It has been a long time since I’ve written for kidneystoners.org; almost three years. Reading back through my first article, it seems like a lifetime ago. A lot of things have happened since then, and I thought it was time to update you on where I’m at in my battle and in my life. Some people don’t realize the impact that chronic illness has on every facet of your life, and there is no way to predict it or stop it really, because the illness or disease isn’t going anywhere. You just have to take it as it comes.
One of the most noticeable differences is that I’m now a single mother. Admittedly, I didn’t see that one coming. Chronic illness and pain take such a huge toll on a marriage, and most often you don’t realize it until you are right in the middle of it all. The little arguments about money, bills, household chores, and taking care of the kids build up over time. Resentment and bitterness can build up, both with the person that is sick and the person that has to pick up the slack. The sick person feels like they have no support from their partner, and the person that continues to work and take care of things feels like they aren’t being supported either and are pulling double or triple duty. It can become a toxic situation, both for the adults and the children involved.

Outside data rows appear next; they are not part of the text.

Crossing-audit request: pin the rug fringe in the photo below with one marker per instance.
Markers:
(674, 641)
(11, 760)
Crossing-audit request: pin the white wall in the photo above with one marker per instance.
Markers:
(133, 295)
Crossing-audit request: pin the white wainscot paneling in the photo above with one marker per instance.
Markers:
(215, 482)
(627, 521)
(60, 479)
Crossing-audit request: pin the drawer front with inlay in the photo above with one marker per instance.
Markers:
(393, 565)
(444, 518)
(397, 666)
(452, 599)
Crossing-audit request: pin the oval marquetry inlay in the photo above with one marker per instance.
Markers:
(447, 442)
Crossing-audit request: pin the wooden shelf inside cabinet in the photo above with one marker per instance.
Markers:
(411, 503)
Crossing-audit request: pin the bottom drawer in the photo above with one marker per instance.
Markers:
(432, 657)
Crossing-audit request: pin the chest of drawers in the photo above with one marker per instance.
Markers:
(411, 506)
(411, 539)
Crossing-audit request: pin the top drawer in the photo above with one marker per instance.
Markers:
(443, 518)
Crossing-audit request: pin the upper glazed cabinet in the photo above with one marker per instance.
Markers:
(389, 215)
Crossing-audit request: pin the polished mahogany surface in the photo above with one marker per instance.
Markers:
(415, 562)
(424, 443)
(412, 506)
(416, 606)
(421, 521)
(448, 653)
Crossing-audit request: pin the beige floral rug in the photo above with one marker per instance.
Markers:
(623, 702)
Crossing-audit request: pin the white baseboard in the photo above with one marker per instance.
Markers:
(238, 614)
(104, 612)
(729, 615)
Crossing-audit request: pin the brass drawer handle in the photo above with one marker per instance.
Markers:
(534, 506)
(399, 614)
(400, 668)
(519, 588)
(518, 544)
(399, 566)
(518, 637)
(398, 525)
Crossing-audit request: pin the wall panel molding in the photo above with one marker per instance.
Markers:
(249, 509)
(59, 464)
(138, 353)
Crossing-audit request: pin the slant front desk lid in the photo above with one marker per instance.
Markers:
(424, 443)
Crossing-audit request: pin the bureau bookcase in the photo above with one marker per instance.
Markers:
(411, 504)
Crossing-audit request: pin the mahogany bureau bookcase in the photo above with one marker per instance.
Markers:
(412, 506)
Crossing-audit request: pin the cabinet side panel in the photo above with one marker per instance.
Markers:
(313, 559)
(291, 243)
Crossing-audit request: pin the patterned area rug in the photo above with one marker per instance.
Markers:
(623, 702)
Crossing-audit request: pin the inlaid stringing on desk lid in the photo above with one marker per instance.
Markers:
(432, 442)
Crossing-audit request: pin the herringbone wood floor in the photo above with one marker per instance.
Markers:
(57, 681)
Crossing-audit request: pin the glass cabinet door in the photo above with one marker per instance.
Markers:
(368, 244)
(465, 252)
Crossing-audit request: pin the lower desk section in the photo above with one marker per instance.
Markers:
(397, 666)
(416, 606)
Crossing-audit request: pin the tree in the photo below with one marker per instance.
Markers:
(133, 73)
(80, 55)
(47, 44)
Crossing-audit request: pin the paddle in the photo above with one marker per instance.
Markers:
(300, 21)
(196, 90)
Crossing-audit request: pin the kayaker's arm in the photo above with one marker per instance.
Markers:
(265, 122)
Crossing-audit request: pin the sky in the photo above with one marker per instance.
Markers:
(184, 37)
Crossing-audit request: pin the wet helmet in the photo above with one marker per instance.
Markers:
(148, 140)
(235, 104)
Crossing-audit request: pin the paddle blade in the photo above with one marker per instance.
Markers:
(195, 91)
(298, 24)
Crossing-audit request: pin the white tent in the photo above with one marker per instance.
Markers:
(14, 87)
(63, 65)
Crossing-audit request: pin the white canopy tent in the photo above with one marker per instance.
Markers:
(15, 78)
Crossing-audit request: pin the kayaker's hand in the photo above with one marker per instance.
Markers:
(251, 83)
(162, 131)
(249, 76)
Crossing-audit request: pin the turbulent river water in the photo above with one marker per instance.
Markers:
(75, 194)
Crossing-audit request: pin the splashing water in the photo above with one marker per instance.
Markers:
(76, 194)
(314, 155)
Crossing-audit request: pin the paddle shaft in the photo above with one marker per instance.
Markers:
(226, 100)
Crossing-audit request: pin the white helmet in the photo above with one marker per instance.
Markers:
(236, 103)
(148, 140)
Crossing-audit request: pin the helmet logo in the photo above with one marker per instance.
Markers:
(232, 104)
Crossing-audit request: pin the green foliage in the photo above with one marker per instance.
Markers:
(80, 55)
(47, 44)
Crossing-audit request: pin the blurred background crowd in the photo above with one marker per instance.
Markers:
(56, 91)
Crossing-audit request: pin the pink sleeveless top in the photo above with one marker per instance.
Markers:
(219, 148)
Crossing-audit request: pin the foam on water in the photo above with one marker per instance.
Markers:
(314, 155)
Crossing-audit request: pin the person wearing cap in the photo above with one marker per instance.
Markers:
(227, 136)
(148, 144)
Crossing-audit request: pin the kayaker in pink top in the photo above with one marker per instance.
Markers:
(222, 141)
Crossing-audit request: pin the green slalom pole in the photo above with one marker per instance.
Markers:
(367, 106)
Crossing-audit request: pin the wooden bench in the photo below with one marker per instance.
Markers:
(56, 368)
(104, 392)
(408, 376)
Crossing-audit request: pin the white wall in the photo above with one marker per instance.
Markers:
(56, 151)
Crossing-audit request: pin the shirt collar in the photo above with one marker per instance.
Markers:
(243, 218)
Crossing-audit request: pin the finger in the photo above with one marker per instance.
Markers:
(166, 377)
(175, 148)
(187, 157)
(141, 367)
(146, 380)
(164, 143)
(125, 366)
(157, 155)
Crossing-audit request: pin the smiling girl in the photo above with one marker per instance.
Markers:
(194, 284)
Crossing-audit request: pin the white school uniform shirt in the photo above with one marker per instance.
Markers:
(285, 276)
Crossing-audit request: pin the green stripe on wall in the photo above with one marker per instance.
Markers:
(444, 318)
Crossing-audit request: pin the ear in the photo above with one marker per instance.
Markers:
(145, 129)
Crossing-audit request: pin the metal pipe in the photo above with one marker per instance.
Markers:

As crazy as it sounds, I can see both sides and I honestly feel this was a blessing in disguise. I don’t have to constantly explain myself, my symptoms, and my pain to someone that doesn’t want to hear it and I feel like I can breathe a little better now. Not to say that it hasn’t been extremely challenging, and continues to be as MSK seems to be progressing yet again for me, but I don’t have any ill feelings towards my ex-husband. We still talk and interact because we have a child together and I wish him well in his new life. As for me, I may not be doing everything to the standards that a healthy mother does, but I’m getting it done and my kids are happy and healthy. They bring a smile to my face every single day and fill my heart with joy and love. They come first in everything I do and always will, and that’s all that matters.
Throughout all of this, my parents and sister have been a God send, and I am extremely grateful that they are here and really try to understand. I’m not one that asks for help. In fact, I’ve been told on several occasions that I’m more than a little stubborn. I tend to overdo myself and pay for it for days afterwards. That comes with a workaholic mentality. I’m probably trying to mentally compensate for no longer being able to physically work. That part is probably the hardest for me to accept, and just when I think I have accepted it, I do too much and find myself down again.

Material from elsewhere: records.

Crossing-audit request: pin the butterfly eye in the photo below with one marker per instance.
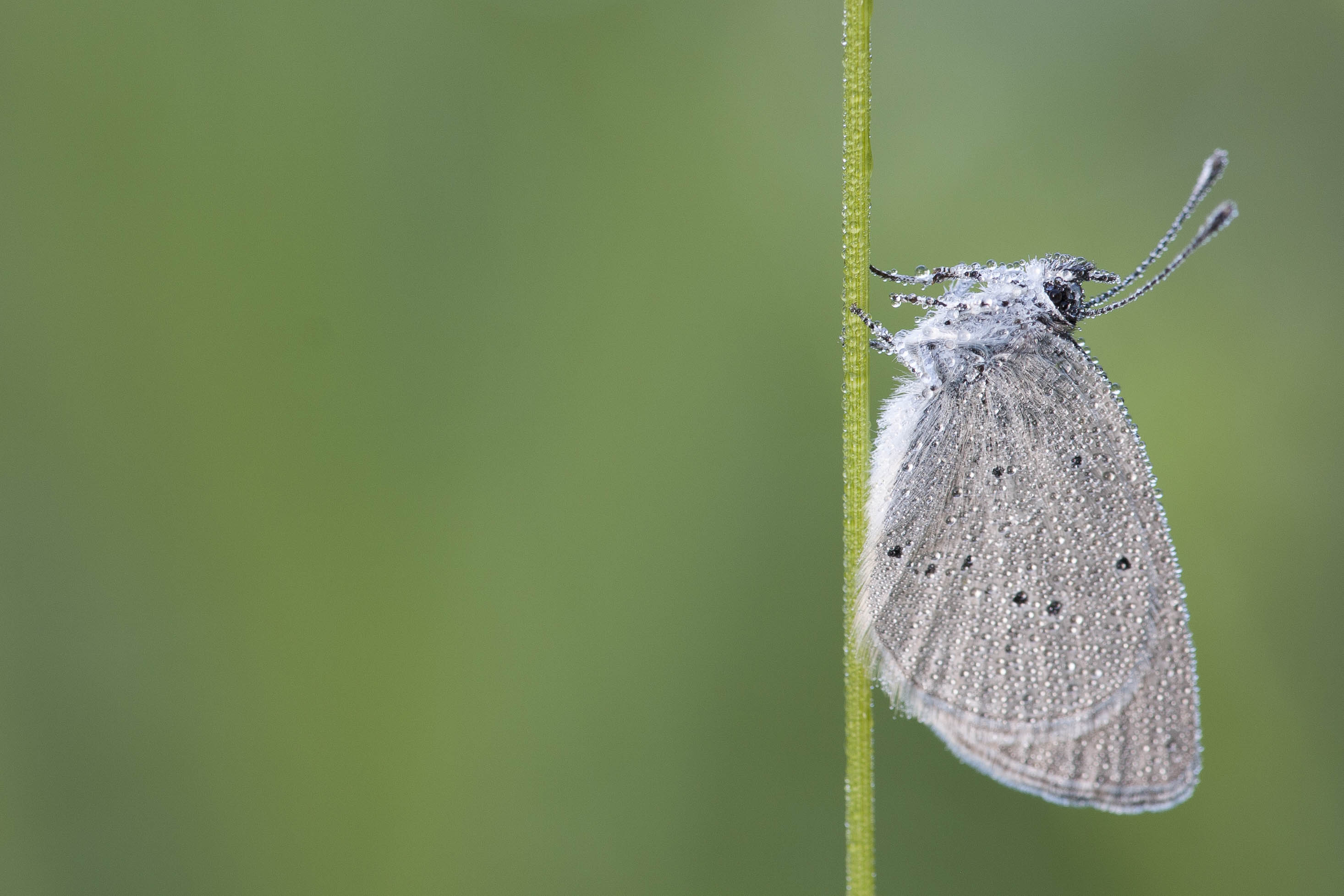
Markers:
(1068, 299)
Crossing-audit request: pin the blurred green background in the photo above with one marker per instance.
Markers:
(420, 434)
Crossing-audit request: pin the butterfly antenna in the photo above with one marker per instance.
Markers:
(1221, 218)
(1213, 170)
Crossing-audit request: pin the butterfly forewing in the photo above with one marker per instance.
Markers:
(1015, 570)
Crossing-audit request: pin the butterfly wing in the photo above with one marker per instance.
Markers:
(1147, 759)
(1016, 565)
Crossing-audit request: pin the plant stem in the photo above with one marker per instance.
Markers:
(856, 165)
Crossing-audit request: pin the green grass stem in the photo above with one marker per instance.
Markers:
(856, 165)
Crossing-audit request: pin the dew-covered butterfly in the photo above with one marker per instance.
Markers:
(1019, 592)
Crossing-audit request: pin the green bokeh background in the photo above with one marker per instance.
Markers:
(420, 436)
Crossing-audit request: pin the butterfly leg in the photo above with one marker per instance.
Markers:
(883, 341)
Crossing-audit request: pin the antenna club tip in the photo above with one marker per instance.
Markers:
(1222, 217)
(1213, 170)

I absolutely hate not being able to work, but I know that I’m validated by the symptoms I have after I do something too strenuous. I also know that I’m validated by my medical records – it’s all there in black and white, and it’s literally getting worse by the day. I can only do a little bit at a time and have to rest in between doing things, which frustrates me tremendously. MSK never fails to remind me that it’s alive and kicking inside my kidneys.
I almost always end up urinating bright red blood for days afterwards and living on my heating pad in horrible pain; and it’s not like I’m signing up for any marathons, something as simple as vacuuming my floors or doing laundry causes it. Some days, like today, I can’t bend over and even walking hurts. It’s maddening, but that’s just part of it. This is something I have no control over, and that is a demon I have to face on a regular basis. Luckily, my kids are pretty good about helping around the house, especially my oldest daughter.

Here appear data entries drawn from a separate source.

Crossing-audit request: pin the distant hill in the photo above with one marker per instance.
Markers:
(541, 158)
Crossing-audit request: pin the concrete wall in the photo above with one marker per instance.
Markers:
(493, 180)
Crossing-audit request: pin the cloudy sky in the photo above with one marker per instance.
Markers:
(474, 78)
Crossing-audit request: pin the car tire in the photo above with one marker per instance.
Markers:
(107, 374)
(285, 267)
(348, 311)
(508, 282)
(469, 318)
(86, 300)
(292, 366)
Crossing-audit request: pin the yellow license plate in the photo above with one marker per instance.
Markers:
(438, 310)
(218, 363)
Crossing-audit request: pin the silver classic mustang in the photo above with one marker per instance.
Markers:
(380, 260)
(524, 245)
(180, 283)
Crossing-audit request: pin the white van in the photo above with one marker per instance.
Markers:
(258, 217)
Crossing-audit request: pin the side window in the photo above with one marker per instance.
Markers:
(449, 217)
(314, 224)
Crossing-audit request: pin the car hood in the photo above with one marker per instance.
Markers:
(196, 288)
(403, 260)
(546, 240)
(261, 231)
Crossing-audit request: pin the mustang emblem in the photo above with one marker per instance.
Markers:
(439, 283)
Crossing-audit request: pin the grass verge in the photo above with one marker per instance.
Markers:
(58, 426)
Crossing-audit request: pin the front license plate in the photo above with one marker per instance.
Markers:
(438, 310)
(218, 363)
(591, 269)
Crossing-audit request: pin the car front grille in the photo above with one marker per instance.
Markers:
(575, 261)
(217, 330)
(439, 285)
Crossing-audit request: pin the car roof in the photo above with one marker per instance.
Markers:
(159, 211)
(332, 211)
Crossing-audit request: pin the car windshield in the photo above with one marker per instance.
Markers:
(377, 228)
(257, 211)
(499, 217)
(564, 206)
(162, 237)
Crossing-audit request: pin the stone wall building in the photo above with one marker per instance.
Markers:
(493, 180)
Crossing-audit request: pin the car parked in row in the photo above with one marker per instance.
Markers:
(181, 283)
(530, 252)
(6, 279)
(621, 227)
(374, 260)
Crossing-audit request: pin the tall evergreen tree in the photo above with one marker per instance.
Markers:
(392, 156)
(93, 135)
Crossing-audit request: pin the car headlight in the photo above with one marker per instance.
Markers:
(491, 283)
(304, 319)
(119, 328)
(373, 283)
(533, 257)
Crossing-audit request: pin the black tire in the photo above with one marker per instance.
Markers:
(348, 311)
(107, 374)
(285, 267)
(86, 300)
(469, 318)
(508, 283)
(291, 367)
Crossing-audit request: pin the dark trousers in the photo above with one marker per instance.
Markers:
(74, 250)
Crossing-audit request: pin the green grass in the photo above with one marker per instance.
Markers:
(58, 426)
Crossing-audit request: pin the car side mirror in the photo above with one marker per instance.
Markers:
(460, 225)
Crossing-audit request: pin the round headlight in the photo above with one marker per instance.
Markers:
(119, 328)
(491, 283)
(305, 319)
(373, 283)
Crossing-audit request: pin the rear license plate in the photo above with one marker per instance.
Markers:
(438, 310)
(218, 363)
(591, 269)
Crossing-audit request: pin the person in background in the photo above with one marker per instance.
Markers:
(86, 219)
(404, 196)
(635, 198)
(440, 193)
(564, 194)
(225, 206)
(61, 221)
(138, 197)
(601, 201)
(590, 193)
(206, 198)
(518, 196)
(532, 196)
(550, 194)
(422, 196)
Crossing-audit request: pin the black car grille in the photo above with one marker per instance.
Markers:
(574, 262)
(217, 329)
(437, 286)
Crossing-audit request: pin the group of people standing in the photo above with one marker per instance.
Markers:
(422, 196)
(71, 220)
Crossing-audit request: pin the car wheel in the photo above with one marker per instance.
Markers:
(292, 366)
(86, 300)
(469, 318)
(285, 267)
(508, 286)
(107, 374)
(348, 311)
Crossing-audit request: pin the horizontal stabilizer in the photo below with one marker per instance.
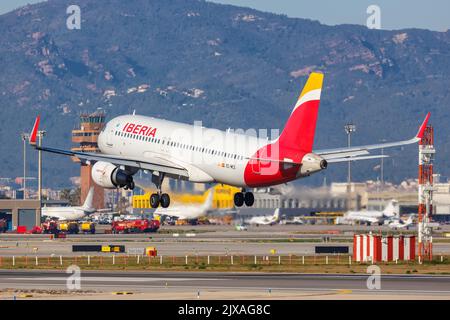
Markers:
(337, 160)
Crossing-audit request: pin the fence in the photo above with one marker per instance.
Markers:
(119, 260)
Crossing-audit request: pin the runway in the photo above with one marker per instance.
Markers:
(213, 285)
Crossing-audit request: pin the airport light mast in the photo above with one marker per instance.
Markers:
(25, 137)
(349, 129)
(426, 157)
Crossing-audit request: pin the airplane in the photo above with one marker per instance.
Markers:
(130, 143)
(294, 220)
(265, 220)
(390, 212)
(399, 224)
(186, 211)
(71, 213)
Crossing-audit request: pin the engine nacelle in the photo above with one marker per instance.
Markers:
(109, 176)
(312, 163)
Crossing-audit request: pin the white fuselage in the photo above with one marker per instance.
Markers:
(209, 155)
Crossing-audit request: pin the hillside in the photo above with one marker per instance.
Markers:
(234, 67)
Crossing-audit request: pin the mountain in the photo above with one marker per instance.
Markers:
(225, 65)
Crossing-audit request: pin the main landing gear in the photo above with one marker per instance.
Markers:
(244, 197)
(159, 198)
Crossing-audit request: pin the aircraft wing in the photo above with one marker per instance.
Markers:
(153, 163)
(361, 152)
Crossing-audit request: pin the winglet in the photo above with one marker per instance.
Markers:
(34, 131)
(422, 127)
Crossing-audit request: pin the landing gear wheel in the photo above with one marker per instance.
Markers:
(154, 200)
(249, 199)
(164, 200)
(239, 199)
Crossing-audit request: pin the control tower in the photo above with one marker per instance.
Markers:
(85, 138)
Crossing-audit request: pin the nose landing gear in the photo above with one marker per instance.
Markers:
(159, 198)
(244, 197)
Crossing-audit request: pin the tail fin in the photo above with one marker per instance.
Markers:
(276, 215)
(88, 203)
(300, 128)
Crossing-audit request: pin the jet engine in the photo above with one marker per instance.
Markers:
(110, 176)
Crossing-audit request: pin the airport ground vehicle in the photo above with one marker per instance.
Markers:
(50, 227)
(88, 227)
(69, 227)
(135, 226)
(55, 227)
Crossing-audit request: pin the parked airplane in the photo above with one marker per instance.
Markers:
(400, 224)
(71, 213)
(265, 220)
(188, 211)
(391, 211)
(164, 148)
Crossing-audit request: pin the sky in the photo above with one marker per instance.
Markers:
(395, 14)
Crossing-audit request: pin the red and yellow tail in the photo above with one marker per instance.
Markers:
(298, 133)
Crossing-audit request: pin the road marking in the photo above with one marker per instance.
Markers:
(113, 279)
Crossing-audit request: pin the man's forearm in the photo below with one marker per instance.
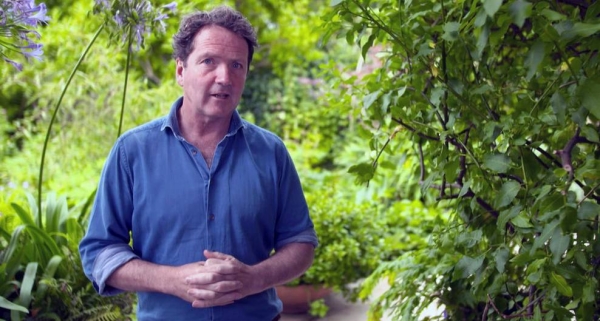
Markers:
(142, 276)
(285, 265)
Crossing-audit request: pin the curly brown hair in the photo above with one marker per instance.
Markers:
(222, 16)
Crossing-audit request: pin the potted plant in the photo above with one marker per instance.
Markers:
(350, 248)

As far as my medical condition, I just started seeing a new Primary care doctor and Nephrologist, and they both have been fabulous so far. They’ve run just about every test known to man, I think, and they both believe that MSK causes severe pain. We are all trying to work together to come up with a treatment plan to hopefully slow the progression down a little bit, but the older I get, the worse it’s getting. There is no getting away from that reality, and they are limited in what they can do to help. I was also recently diagnosed with RTA (Renal Tubular Acidosis), as well as Cystitis, and I am starting to develop arthritis in my spine which doesn’t help with the pain. I currently have bilateral hydronephrosis, as well as at least two big stones obstructing in my right kidney and one in my left, with a number of large stones throughout both kidneys.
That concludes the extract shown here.